An overview of six utopian dreams that have defined American society, beginning with the first European settlers and concluding with the present-day New Economy and our Internet-obsessed culture.
Karabell (The Last Campaign, 2000) argues that Americans are convinced that the construction of an ideal society meeting every need is possible; we need only, we believe, find the right vision. As each American dream is supplanted by another, decades of accumulated wisdom are cast aside in our rush to embrace the new guiding paradigm. Puritans striving to create an Edenic City on a Hill were eclipsed by colonists promoting the principles of liberty, freedom, and independence.
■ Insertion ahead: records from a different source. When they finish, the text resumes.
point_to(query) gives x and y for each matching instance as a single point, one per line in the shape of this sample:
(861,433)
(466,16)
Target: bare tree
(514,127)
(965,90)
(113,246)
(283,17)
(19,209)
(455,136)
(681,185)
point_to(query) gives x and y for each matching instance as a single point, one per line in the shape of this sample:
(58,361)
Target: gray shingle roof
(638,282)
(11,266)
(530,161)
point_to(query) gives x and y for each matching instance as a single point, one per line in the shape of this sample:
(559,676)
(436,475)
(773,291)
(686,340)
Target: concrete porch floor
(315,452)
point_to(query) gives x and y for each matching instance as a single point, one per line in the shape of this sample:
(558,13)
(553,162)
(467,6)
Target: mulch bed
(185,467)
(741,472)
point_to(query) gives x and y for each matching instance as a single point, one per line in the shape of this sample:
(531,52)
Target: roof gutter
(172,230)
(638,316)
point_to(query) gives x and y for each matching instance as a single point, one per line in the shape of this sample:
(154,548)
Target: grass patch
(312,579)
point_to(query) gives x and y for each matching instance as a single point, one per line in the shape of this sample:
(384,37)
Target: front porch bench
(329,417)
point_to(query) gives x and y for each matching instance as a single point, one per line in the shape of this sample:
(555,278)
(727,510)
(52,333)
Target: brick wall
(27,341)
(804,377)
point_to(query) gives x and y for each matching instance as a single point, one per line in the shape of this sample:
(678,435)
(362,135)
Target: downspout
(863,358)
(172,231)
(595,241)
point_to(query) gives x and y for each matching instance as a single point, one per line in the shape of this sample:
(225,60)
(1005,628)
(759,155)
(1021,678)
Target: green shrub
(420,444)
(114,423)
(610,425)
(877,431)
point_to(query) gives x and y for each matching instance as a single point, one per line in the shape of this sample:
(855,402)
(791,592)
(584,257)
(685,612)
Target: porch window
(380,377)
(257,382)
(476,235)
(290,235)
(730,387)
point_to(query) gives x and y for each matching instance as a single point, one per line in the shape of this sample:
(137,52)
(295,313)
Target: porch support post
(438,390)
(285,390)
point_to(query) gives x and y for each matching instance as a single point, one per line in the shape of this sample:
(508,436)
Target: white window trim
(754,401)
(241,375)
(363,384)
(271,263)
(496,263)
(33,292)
The colonial vision of individualism was surpassed by the image of national unity, commerce, and industry. After the Civil War, the paradigm of unity gave way to one of territorial expansion, which in turn led to the apex of governmental activism. Distrust of big government then prefaced the present New Economy. Karabell sets a difficult task for himself in describing four centuries of utopian thought: the chapter regarding the rise of government gets especially short shrift, meriting only 32 pages and covering roughly 150 years. (The 1950s, for example, are summed up in a single paragraph.) Conversely, the New Economy and Internet sections take up nearly half the work. The author believes that the New Economy will collapse because it does not offer spiritual fulfillment; this will lead to a seventh stage of “techgnosis” (a blending of science and spirituality). Unfortunately, too many facts and not enough depth hamper the author’s intriguing premise: the dot-coms, for example, collapsed not because they lacked a spiritual component but because the market had to correct the abnormal dominance of speculative ventures. Additionally, there is no mention of the growing fundamentalist Christian population within the information-technology community.
Some compelling insights, combined with sketchy details, make for an uneasy historical mix.